Vor 1 1/2 Wochen wurden in Österreich wichtige Maßnahmen zur Eindämmung der Ausbreitung des Coronavirus gesetzt, die Fußballvereine in Niederösterreich waren davon ebenfalls betroffen und auch SV Stixneusiedl stellte den Trainingsbetrieb sofort ein. Die Spieler des Tabellendritten der 2. Klasse Ost wurden angehalten, sich so gut es geht fitzuhalten, derzeit weiß niemand genau, wie und ob eine Frühjahresmeisterschaft gespielt wird. "Bis Ostern wird sicher nicht gespielt, die Bundesliga hat einen Start ab Mai geplant und ich kann mir nicht vorstellen, dass wir früher anfangen. Vom Verband ist noch keine Entscheidung gekommen und ich persönlich glaube eher nicht, dass im Frühjahr bei uns gespielt wird. Es ist schade, da drei Teams in unserer Liga vorne knapp beieinander liegen und es sicher eine spannender Titelkampf geworden wäre", meint Sektionsleiter Norbert Pischorn.

Fehlende Einnahmen bringen Vereine in Bedrängnis

Ganz haben alle Fußballbegeisterte in Österreich die Hoffnung noch nicht aufgegeben, dass das Frühjahr vielleicht doch noch durchgezogen werden kann. Falls die Maßnahmen nach Ostern nicht relativ bald gelockert werden können, läuft aber die Zeit davon. Für die Vereine in ganz Österreich bedeutete die unfreiwillige, aber sinnvolle Pause auch finanziell eine große Herausforderung, diese Probleme könnten sich je nach Länge des Aussetzens des Spielbetriebs noch verschärfen.

Fixausgaben bei den Spielern sind im Unterhaus eine geringes Problem, andere Aspekte stehen dabei laut Pischorn im Vordergrund: "Ein Großteil der Vereine lebt auch von der Unterstützung der Sponsoren, da es der Wirtschaft derzeit nicht gut geht, ist die Frage, inwiefern kleine Firmen in der nächsten Zeit überhaupt bereitstellen können. Es gibt derzeit auch eine große Umstellung bei den geplanten Veranstaltungen, die für die Einnahmenseite wichtig sind. Wir haben ein Sportler- und ein Kellergassenfest, diese Feiern könnten vorerst flachfallen."

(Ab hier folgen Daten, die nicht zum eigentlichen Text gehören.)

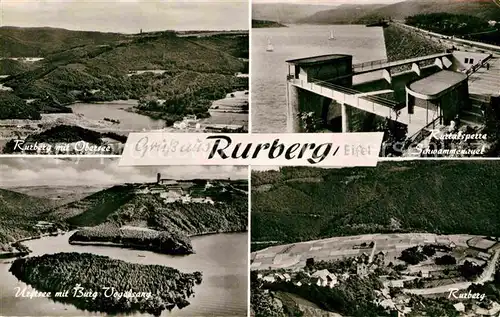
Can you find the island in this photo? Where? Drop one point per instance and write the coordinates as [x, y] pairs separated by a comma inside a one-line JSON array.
[[101, 284], [175, 243]]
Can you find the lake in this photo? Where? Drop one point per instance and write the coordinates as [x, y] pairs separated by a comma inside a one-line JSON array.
[[269, 69], [223, 259]]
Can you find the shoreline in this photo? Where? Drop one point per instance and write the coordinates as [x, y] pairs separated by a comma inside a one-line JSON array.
[[11, 255]]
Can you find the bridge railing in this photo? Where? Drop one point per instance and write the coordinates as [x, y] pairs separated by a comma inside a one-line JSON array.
[[368, 65], [373, 98], [421, 134]]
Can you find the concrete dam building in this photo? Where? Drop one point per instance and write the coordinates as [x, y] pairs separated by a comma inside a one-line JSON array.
[[417, 92]]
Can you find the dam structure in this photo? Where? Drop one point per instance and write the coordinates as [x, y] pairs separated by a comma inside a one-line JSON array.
[[417, 92]]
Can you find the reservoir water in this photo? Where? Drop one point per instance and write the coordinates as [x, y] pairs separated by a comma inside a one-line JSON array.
[[269, 69], [221, 257]]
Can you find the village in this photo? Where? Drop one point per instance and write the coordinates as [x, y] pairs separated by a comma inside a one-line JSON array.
[[409, 268]]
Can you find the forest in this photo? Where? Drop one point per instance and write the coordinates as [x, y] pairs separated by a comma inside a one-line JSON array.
[[60, 272], [196, 71], [301, 204], [353, 298], [166, 242]]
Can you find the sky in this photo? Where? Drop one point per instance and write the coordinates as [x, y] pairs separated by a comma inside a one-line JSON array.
[[18, 172], [127, 16]]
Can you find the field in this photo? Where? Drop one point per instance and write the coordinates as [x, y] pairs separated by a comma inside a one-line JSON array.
[[448, 197]]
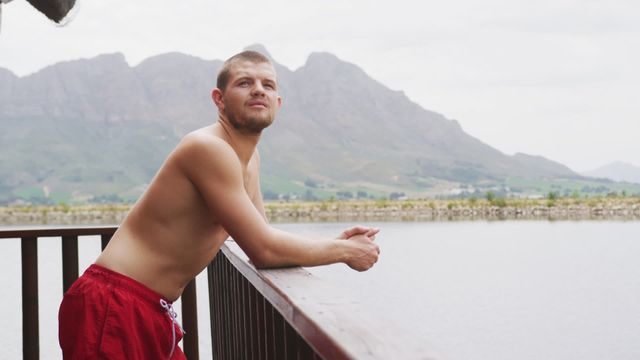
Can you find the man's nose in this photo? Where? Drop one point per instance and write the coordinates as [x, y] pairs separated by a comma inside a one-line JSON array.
[[258, 89]]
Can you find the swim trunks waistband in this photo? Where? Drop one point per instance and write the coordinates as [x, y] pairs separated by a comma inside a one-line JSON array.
[[124, 282]]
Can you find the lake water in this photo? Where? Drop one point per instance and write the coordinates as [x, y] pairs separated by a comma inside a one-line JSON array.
[[471, 290]]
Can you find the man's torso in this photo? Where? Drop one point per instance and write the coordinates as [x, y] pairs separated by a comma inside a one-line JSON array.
[[170, 235]]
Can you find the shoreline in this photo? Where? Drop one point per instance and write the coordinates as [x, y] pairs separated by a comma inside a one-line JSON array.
[[371, 210]]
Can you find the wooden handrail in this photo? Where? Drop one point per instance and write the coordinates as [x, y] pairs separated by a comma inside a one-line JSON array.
[[254, 314], [335, 325]]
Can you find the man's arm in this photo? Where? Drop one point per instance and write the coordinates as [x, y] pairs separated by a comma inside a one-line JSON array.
[[214, 168]]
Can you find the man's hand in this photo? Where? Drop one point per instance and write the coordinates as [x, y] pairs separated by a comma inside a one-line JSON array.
[[363, 251], [359, 230]]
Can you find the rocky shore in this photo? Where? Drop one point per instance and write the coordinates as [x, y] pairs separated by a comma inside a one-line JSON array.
[[380, 210]]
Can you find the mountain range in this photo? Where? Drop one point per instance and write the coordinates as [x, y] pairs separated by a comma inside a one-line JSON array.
[[90, 127], [616, 171]]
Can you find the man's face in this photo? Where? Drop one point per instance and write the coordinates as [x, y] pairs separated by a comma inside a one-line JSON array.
[[250, 99]]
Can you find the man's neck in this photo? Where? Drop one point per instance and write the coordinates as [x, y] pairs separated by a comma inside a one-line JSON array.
[[242, 143]]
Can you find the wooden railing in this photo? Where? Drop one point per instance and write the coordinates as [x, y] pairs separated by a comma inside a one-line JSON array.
[[278, 314]]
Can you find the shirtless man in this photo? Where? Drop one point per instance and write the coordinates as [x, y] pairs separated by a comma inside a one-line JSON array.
[[207, 189]]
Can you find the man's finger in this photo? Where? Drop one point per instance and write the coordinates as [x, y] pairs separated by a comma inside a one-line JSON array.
[[356, 230], [372, 232]]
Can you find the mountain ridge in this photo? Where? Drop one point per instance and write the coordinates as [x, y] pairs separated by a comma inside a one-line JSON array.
[[337, 126]]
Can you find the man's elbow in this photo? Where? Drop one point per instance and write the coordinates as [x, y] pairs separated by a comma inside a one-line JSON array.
[[262, 260], [268, 260]]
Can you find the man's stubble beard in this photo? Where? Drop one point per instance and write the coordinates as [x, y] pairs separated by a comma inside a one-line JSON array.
[[250, 125]]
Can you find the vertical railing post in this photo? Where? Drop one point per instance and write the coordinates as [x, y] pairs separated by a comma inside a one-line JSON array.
[[69, 261], [105, 240], [30, 330], [190, 321]]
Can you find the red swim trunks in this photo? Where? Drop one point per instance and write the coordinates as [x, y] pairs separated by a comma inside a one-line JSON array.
[[106, 315]]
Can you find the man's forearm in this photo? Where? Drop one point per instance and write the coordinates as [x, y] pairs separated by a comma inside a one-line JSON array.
[[286, 249]]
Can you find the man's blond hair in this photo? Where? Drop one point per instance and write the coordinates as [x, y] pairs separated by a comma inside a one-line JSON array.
[[247, 55]]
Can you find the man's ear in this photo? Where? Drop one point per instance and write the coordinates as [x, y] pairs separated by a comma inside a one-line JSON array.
[[216, 95]]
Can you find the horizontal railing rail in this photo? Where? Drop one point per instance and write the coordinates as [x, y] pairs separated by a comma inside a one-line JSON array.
[[278, 314], [297, 316]]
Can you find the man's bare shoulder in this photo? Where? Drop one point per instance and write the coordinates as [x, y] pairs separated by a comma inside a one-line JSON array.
[[204, 150]]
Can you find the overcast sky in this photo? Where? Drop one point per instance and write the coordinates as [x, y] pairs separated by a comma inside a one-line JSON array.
[[553, 78]]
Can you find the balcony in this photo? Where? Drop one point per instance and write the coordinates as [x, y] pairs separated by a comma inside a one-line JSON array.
[[254, 314]]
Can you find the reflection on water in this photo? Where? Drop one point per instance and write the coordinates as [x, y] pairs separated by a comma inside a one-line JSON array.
[[505, 290]]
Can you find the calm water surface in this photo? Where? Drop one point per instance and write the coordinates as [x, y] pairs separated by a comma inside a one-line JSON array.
[[471, 290]]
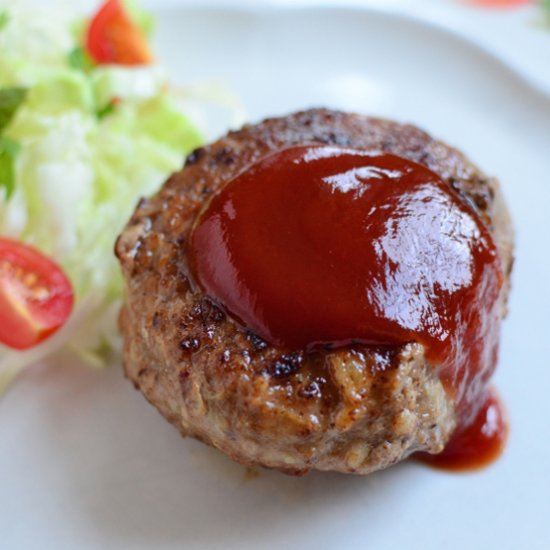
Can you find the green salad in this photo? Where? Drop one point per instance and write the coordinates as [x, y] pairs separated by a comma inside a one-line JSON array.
[[86, 128]]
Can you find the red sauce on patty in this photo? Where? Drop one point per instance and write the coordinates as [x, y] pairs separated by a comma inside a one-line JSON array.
[[326, 246]]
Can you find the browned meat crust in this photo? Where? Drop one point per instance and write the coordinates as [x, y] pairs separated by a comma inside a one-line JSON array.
[[350, 410]]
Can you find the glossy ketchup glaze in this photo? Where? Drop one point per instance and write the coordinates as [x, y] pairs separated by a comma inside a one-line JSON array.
[[326, 246]]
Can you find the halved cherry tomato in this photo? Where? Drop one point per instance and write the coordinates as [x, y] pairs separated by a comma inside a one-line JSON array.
[[114, 38], [36, 297]]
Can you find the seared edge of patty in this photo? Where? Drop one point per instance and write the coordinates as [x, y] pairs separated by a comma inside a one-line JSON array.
[[350, 410]]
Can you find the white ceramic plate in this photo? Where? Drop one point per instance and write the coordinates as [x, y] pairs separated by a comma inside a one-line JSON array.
[[85, 462]]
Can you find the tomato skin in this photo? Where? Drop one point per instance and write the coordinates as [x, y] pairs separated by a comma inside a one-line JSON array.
[[36, 297], [113, 37]]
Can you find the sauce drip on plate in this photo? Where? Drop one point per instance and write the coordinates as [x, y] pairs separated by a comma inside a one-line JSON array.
[[326, 246]]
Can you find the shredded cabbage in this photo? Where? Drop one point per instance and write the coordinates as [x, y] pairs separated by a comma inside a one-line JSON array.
[[91, 141]]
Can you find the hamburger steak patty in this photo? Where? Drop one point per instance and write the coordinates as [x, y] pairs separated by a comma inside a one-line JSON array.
[[355, 409]]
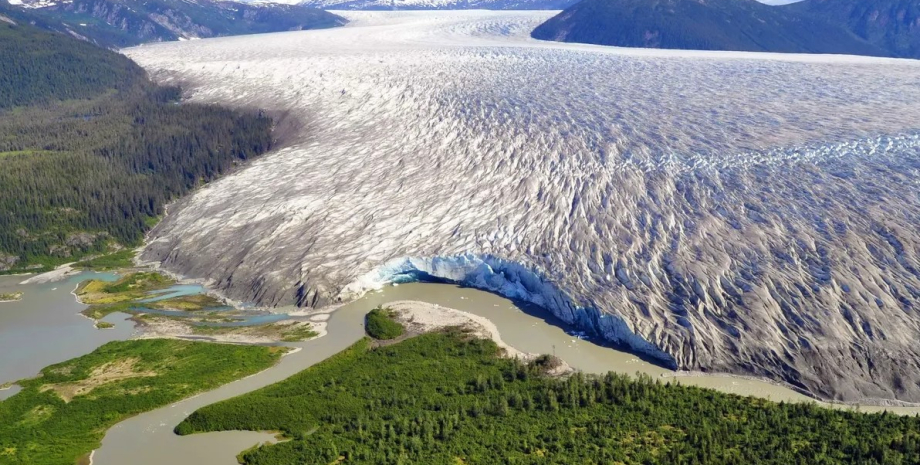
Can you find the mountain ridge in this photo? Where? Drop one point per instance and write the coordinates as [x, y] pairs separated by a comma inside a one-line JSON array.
[[735, 25], [125, 23]]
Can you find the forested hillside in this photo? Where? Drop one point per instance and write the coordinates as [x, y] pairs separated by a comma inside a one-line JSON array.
[[445, 398], [893, 25], [744, 25], [36, 66], [124, 23], [91, 151]]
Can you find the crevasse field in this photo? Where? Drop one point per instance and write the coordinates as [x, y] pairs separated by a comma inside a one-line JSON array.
[[746, 213]]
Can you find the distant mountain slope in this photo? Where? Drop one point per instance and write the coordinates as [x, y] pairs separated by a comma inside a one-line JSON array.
[[37, 66], [439, 4], [699, 24], [91, 150], [890, 24], [123, 23]]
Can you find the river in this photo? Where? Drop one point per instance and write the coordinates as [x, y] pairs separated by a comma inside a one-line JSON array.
[[46, 327], [148, 438]]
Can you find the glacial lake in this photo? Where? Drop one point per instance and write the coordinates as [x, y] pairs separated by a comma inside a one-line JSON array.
[[148, 438], [46, 327]]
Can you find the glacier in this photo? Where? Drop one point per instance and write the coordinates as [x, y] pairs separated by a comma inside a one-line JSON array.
[[728, 212], [511, 280]]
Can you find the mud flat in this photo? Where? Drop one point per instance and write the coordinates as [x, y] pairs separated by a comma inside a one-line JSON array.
[[149, 438], [45, 326]]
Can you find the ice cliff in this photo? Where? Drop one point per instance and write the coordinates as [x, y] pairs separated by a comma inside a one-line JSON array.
[[746, 213]]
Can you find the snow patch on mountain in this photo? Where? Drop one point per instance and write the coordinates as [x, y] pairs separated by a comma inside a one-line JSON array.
[[742, 212]]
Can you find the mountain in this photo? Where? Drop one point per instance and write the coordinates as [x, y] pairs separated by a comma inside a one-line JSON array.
[[893, 25], [702, 25], [124, 23], [92, 150], [439, 4], [37, 66]]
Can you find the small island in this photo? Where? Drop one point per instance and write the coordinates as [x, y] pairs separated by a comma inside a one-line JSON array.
[[10, 297]]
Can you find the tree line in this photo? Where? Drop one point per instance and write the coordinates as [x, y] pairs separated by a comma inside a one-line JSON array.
[[445, 398]]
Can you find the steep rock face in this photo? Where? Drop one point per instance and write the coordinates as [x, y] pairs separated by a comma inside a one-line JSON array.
[[701, 25], [122, 23], [739, 212], [893, 25]]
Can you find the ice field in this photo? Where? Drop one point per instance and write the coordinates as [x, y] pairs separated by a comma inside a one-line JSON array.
[[747, 213]]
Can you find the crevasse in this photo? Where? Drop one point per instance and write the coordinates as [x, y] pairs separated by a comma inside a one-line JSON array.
[[512, 280]]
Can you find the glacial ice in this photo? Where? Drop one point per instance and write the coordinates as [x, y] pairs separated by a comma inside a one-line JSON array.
[[739, 212]]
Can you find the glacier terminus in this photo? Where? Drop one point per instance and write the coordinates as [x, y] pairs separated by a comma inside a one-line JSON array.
[[746, 213]]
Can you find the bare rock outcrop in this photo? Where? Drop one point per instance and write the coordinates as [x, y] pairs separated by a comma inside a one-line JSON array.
[[744, 213]]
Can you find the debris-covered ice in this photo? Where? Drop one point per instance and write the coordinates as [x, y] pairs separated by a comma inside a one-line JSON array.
[[751, 213]]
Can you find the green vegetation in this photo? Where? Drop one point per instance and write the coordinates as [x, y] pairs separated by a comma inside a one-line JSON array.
[[444, 398], [93, 151], [698, 25], [379, 324], [63, 414], [123, 295], [124, 23], [112, 261], [57, 68], [282, 331], [11, 297]]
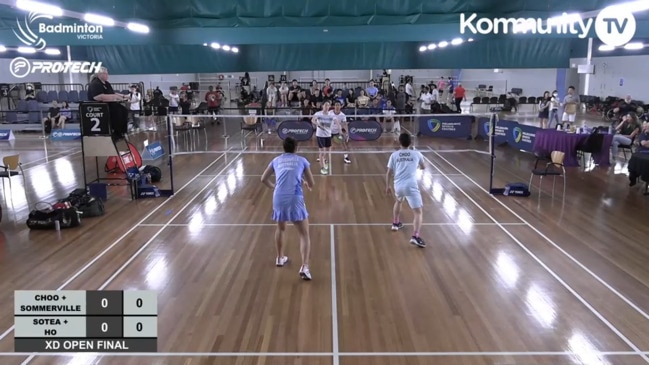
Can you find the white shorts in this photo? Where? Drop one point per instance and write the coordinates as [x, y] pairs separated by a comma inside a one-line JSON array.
[[568, 117], [411, 194]]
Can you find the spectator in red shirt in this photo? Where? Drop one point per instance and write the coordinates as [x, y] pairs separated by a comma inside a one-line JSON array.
[[460, 96]]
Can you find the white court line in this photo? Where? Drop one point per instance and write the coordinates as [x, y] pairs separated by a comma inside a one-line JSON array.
[[334, 300], [143, 247], [50, 158], [328, 354], [316, 224], [182, 209], [105, 251], [555, 245], [339, 175], [546, 267]]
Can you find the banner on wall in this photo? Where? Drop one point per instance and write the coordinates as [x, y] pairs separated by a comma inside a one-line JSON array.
[[365, 130], [446, 126], [300, 131]]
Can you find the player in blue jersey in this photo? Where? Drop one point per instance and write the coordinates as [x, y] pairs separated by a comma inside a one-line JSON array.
[[403, 164], [291, 171]]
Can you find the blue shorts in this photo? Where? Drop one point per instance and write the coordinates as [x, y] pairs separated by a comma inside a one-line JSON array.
[[324, 142], [410, 194], [289, 208]]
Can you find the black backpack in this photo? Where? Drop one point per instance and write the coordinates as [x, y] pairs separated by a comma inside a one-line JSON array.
[[154, 171]]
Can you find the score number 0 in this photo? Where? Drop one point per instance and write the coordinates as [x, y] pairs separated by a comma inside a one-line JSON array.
[[104, 304]]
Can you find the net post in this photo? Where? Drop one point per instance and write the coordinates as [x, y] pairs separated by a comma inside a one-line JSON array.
[[493, 121]]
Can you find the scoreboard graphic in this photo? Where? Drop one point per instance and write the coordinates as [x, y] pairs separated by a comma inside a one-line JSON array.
[[85, 321]]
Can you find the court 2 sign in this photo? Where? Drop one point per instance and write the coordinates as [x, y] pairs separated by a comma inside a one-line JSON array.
[[31, 32], [615, 25]]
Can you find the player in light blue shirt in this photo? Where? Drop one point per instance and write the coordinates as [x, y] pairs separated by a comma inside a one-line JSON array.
[[291, 171], [403, 164]]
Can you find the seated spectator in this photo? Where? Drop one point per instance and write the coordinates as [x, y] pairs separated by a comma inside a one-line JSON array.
[[54, 118], [316, 99], [643, 142], [339, 97], [371, 90], [625, 132], [350, 100], [363, 101]]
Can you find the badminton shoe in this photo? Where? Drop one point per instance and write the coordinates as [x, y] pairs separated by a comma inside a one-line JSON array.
[[417, 241], [281, 261], [305, 274]]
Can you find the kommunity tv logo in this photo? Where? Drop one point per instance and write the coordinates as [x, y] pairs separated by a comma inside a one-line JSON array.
[[30, 32], [615, 25]]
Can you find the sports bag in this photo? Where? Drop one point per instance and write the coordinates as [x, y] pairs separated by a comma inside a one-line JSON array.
[[86, 204], [154, 172], [45, 219]]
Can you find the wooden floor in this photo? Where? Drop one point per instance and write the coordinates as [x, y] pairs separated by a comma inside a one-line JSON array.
[[538, 280]]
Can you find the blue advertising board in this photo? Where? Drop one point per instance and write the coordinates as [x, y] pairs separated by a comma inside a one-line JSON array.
[[365, 130], [6, 135], [152, 151], [300, 131], [65, 134], [446, 126]]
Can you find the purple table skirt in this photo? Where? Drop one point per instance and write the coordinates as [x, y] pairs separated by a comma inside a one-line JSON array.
[[552, 140]]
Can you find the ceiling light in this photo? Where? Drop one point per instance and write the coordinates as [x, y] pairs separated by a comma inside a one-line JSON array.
[[634, 46], [99, 19], [27, 50], [39, 7], [136, 27], [565, 19]]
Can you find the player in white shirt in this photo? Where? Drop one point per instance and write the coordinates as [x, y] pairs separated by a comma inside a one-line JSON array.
[[322, 121], [403, 164], [426, 99], [339, 129]]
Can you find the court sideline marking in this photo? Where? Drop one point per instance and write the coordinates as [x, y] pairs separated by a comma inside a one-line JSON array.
[[329, 354], [334, 299], [546, 267], [555, 245], [111, 246], [153, 238]]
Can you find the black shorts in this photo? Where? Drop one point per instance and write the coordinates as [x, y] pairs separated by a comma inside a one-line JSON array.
[[324, 142]]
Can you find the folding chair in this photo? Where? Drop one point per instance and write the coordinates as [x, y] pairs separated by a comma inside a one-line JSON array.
[[553, 168]]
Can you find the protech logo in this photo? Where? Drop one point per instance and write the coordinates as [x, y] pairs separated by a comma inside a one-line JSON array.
[[21, 67], [614, 25], [27, 35]]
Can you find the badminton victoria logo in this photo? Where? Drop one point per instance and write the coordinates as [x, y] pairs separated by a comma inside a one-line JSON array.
[[614, 25], [434, 125], [517, 133], [31, 31]]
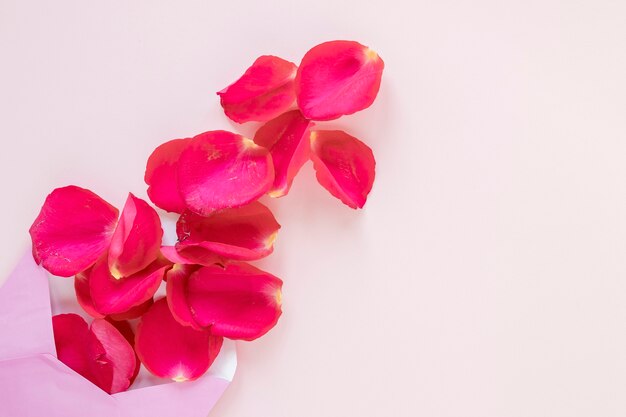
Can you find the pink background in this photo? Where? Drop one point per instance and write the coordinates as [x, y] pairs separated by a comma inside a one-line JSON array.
[[486, 276]]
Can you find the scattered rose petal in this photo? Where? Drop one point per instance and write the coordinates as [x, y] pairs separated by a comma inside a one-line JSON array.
[[176, 290], [345, 166], [81, 286], [118, 351], [245, 233], [134, 312], [337, 78], [126, 330], [72, 230], [162, 178], [262, 93], [170, 350], [287, 139], [100, 353], [115, 296], [171, 254], [219, 169], [237, 302], [136, 242]]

Auf die Vereine könnten daher schwierige Zeiten zukommen, eine Unterstützung durch Verbände oder die Bundesregierung würde die Lage zumindest ein wenig entschärfen. Der Fußball hat in der derzeitigen herausfordernden Situation aber nicht erste Priorität und daher glaubt Stixneusiedls Sektionsleiter auch nicht, dass man sich zu viel erwarten kann. Zunächst muss die Wirtschaft wieder richtig hochgefahren und Normalität einkehren, damit die Firmen auch weiter die Vereine durch Sponsoring unterstützen können.